6.9k views Asked by At

I trying to use PHPquery to scrape web-page (free-lance.ru)

Equiv code in Simple HTML Dom is working:

include('simple_html_dom.php');

$shd = str_get_html($html);

$projects = array();
$i = 0;
foreach ($shd->find('.project-preview') as $work){
    $projects[$i]['name'] = $work->find('h3', 0)->children(1)->plaintext;
    $i++;
}

But i need it in PHPQuery.

I tried to use something like:

include('phpQuery.php');

$pq = phpQuery::newDocument($html);

foreach ($pq->find('.project-preview') as $work){
        echo 'wow';
}

But it doesn't working... sizeof($pq->find('.project-preview')) is 0

I will be very thankful for any help.

2

There are 2 answers

2
gnud On

Your code looks fine. This basically equivalient code ran just fine for me.

$q = phpQuery::newDocument('                                                    
<html>                                                                          
<body>                                                                          
<div class="findme">Lorem ipsum</div><div class="ignoreme">dolor sit amet</div> 
</body>                                                                         
</html>                                                                         
'                                                                               
);                                                                              

foreach($q->find('.findme')  as $tag) {                                         
    echo 'Found: '.$tag->tagName."(".$tag->getAttribute('class').")\n";         
}

Result:

Found: div(findme)

So, the question becomes:

  • Are you getting any errors? (and is error_reporting turned on? What about display_errors?)
  • What does your HTML look like?

Update:

From your comment below, it turns out you're trying to open a html file with newDocment(). That just won't work. You have to use newDocumentFile() - or read the file contents yourself, and then use newDocument(), passing what you read to phpQuery.

2
KoalaBear On

I had the same question! So answering for the next visitors to this question.

Simple HTML Dom has some memory leak problems. You have to be very carefull when you are 'cloning' object by its selector. Avoid it!

With phpQuery it is only one command which clears all, as far as I know.

phpQuery::unloadDocuments();

I tested phpQuery. Which looks like it has NO memory leaks. Also very very low memory usage. Only 4 kB on a file of 90 kB. So it looks like it parses real-time and does not have the document in memory. At least that is what I found, I could be wrong.
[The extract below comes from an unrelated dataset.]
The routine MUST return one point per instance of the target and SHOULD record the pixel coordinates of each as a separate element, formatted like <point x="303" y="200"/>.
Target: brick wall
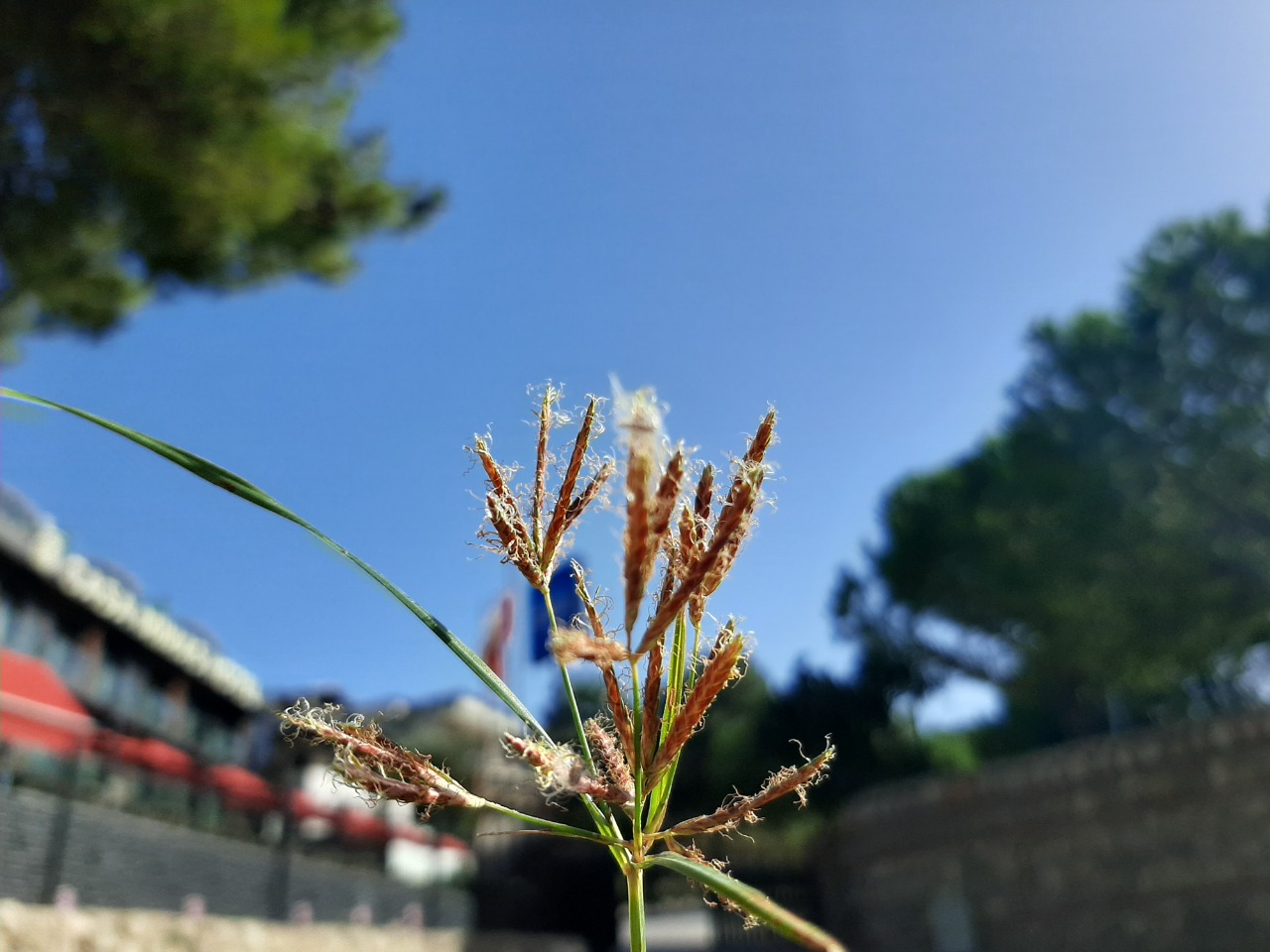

Also tried creating 20-30 docs and use unload every time, no memory increase... nice!

Here's me answer:

include('phpQuery.php');

$pq = phpQuery::newDocument($html);

$projects = array();
$i = 0;

foreach ($pq['.project-preview'] as $work) {
    // iteration returns PLAIN dom nodes, NOT phpQuery objects
    $pqwork = pq($work);

    $projects[$i]['name'] = $pqwork['div']->eq(1)->text();
    // Unfortunately pq($work)['div']->eq(1)->text(); does not work

    $i++;
}

phpQuery::unloadDocuments();

Would be nice if there we're some more examples of the basic things! Good project, bad documentation. Or at least I couldn't find the documentation which explain text() function for example.

Benchmarks estimates:

  • phpQuery is ~ 3,5 faster in loading documents.

  • Simple HTML Dom looks ~ 30% faster in selecting :(